Static string being created with wrong encode

5

Hello,

When creating a string in a Java class (for example: String t = "Ola Java!" ), it seems the compiler is choosing the 'wrong' encode to interpret the bytes that are in the source and generate the String (the 'right' encode should be UTF-8 , which is the encode I'm using in the sources).

To exemplify the error, I did the following test:

String t = "ã";
log.debug("t: " + t);
log.debug("t.length(): " + t.length());
log.debug("t.getBytes().length: " + t.getBytes().length);
log.debug("t.getBytes(utf-8).length: " + t.getBytes("utf-8").length);
log.debug("t.getBytes(UTF-8).length: " + t.getBytes("UTF-8").length);
log.debug("t.getBytes(ISO-8859-1).length: " + t.getBytes("ISO-8859-1").length);

(The logging engine I use is commons-logging with log4j support, but to do the same using System.out )

The result was as follows:

t: ã
t.length(): 2
t.getBytes().length: 4
t.getBytes(utf-8).length: 4
t.getBytes(UTF-8).length: 4
t.getBytes(ISO-8859-1).length: 2

The first line could be explained by some conversion problem when converting the string at the time of writing the log file. But the other lines make the problem clear. Now in the second line ( t.length() ) to see that the String was created with two characters, not one, already showing that in the creation of the string the two bytes that represent the character ã in utf-8 were treated as two characters ( in some other format type ISO-8859-1).

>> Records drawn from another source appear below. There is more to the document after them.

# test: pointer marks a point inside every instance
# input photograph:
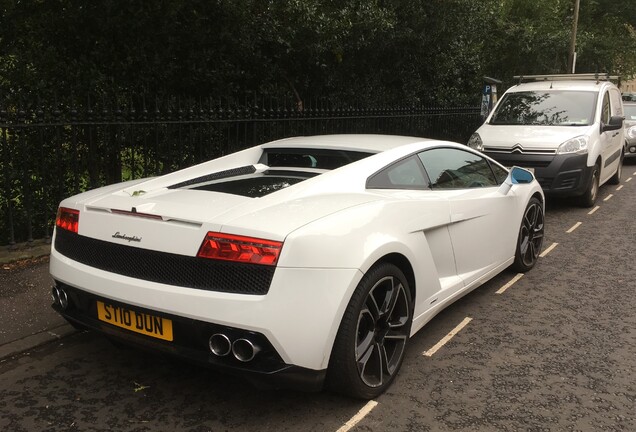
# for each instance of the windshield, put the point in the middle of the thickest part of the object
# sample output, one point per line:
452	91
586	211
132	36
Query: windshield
551	108
630	112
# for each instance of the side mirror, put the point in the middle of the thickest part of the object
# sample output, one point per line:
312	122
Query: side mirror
615	123
520	176
516	176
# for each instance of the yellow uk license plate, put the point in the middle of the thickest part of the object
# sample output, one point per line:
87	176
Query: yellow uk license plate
138	322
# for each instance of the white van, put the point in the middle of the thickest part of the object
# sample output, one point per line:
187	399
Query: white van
567	128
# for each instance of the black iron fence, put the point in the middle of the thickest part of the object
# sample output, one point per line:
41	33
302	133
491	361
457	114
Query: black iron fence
53	149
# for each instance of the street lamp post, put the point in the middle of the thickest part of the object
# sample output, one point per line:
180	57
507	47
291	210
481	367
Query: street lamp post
572	54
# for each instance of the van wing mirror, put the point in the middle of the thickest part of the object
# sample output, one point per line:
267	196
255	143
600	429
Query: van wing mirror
615	123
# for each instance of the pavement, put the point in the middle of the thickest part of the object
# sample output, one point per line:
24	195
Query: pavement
26	317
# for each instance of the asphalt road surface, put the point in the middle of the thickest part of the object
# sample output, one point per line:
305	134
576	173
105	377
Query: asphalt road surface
553	351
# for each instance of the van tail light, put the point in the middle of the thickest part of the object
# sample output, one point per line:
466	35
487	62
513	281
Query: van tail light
67	219
237	248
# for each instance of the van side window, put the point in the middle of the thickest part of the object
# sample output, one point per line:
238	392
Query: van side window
617	106
606	113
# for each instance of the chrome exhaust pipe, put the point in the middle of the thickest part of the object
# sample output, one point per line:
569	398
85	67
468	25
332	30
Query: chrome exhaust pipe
244	350
55	295
63	299
220	345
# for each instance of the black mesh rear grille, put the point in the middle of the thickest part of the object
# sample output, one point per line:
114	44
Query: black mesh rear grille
166	268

I'm looking for some way to force the encode in the interpretation of a static string by the compiler, but I do not think it's a good way ... is there any way to do this? Or to tell the compiler which encode should be used when interpreting the static strings in the sources ?

    
asked by anonymous 30.03.2014 / 19:10

2 answers

3

From the javac documentation:

  

-encoding encoding

     

Set the source file encoding name, such as EUC-JP and UTF-8. If    -encoding is not specified, the platform default converter is used.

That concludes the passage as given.